O interessante é que os críticos contemporâneos a esses escritores não percebessem a revolução que eles traziam no bojo de sua poesia, foi necessário um distanciamento de quase um século para a recuperação literária dos “poetas malditos”, do ponto de vista da Crítica Literária.
O mais interessante é que no início do século XIX, na França, a Lírica desenvolvida era a Parnasiana, com poetas como Gautier, que foi celebrado e idolatrado, justamente por uma poesia meramente descritivo-narrativa, isso sim “arte pela arte”, isso sim viver em “Torres de Marfim”, uma poesia que ainda remontava a mitologia greco-romana, já tão desgastada, e da qual eles (parnasianos) faziam uso e recurso sem nenhuma novidade ou revolução literária para o tema mitológico em si.
O Parnasianismo foi transplantado para o Brasil e obteve grande sucesso entre os literatos, o público leitor e os críticos de literatura, vide a idolatria a Olavo Bilac, Raimundo Correia, Alberto de Oliveira (Tríade Parnasiana), e em menor escala, a uma poetisa até talentosa dentro de suas propostas, Francisca Júlia.

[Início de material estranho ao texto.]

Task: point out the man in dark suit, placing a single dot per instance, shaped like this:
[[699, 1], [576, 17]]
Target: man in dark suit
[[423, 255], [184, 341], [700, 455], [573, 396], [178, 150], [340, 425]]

Mas “arte pela arte” tal qual o Parnasianismo francês. Evasivo e descritivo, sem envolver o leitor com o que estava sendo lido, sem que esse texto lírico parnasiano fosse capaz de dizer alguma coisa do ponto de vista estético-literário a alguém, seja no Brasil, seja na França.

- O SIMBOLISMO:

O crítico Edmund Wilson (2004) ao analisar poetas e escritores também mal compreendidos pelo público e pela crítica, no fim do século XIX, início do século XX, como Valéry, Yeats, Proust, Joyce, etc., em seu importante livro O castelo de Axel, procura mostrar que aqueles beberam da tradição literária simbolista.
O que ressalta mais ainda a importância do Movimento Simbolista, que até que enfim foi reconhecido por algum crítico, Wilson publicou a primeira edição desse seu livro de ensaios, no ano de 1931. Edmund Wilson propõe certas afinidades entre o Romantismo do fim do século XVIII e início do século seguinte, com o Simbolismo de meados do século XIX, pois, segundo o crítico, ambos os movimentos fizeram oposição à ciência e às “ideias mecanicistas”.
Wilson afirma:

Nos meados do século XIX, a ciência fez novos progressos e as ideias mecanicistas voltaram a estar na moda. Dessa vez, porém, vinham de outra parte – não da física ou da matemática, mas da biologia. A teoria da evolução teve o efeito de reduzir o homem, da estatura heroica a que os românticos haviam procurado exaltá-lo, ao aspecto de um animal indefeso, (...). A humanidade era o produto acidental da hereditariedade e do meio ambiente, em cujos termos se tornava explicável. Essa doutrina chamou-se, em literatura, naturalismo, e foi posta em prática por romancistas como Zola, que acreditava serem (sic) idênticas a composição de um romance e a realização de um experimento de laboratório (...).” (WILSON, 2004, p. 31-32).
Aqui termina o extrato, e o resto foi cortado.